Tuesday, 05/16/2017 4:20:23 PM

Tuesday, May 16, 2017 4:20:23 PM

Post# of 730626
temocat, the return of safe harbor assets will be swift and decisive. Once any asset returns from safe harbor, all should be returned swiftly as FDIC do not want to be held responsible for "mismanagement" ofuture liquidation of any illiquid assets left with them. They wouldnt open themselves up for potential lawsuit liabilities. Thats why I believe once the receivership is resolved on approval of DB probate on June 16, the safe harbor assets will shortly come out thereafter.

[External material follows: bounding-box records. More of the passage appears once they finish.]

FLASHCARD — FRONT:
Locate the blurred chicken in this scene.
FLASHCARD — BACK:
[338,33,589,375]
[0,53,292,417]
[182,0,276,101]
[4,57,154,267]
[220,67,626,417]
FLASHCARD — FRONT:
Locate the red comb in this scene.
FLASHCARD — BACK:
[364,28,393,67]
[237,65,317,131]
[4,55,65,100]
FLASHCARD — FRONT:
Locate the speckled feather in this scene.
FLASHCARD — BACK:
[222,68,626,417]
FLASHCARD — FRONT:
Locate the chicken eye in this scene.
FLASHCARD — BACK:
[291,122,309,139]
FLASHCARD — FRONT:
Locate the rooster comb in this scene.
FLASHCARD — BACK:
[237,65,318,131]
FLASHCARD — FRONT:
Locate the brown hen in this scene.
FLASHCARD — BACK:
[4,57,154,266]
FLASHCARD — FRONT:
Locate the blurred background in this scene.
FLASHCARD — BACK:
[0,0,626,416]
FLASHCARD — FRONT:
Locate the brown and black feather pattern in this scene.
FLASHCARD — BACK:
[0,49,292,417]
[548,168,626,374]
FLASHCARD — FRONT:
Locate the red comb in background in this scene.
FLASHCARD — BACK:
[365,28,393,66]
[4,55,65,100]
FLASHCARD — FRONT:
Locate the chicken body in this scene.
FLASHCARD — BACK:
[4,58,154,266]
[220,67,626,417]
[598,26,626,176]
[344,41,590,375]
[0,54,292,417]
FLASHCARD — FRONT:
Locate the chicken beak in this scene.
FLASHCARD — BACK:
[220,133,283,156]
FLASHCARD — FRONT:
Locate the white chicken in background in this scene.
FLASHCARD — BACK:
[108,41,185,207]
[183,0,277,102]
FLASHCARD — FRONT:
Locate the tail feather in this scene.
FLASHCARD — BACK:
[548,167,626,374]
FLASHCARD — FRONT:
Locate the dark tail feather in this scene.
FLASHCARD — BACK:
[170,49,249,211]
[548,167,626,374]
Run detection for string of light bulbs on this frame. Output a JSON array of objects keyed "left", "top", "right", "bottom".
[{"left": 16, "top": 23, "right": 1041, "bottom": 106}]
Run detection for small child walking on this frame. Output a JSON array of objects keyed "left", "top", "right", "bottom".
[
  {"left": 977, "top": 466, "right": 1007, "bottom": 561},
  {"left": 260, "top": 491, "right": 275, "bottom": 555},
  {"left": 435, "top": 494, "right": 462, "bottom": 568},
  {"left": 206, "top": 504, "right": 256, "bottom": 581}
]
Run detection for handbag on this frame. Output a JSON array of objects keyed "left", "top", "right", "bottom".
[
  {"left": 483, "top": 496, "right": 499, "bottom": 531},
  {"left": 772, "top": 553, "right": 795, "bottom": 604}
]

My estimatiin is that there are at least $80 billion of interest cash that the portfolio has collected over the past 9 years, about 25 billion of principle ownership and up to $60 billions of loans left.

The beauty of the 3.5 billion shares exchange with WMIH for the remaining loan portfilio is that it legally allows FDIC to return the illiquid assets in a "publically valuated" fashion. See my posts from yesterday where I explained why dilution of WMIH with 3.5 billion shares is actually a good thing for current 200 million shareholders.

So bottom line. I think escrows get 80 to 105 billion in cash and 3.5 billion WMIH shares for the remaining loans. My guess of WMIH share valuation afterwards is $10 to $20 per share.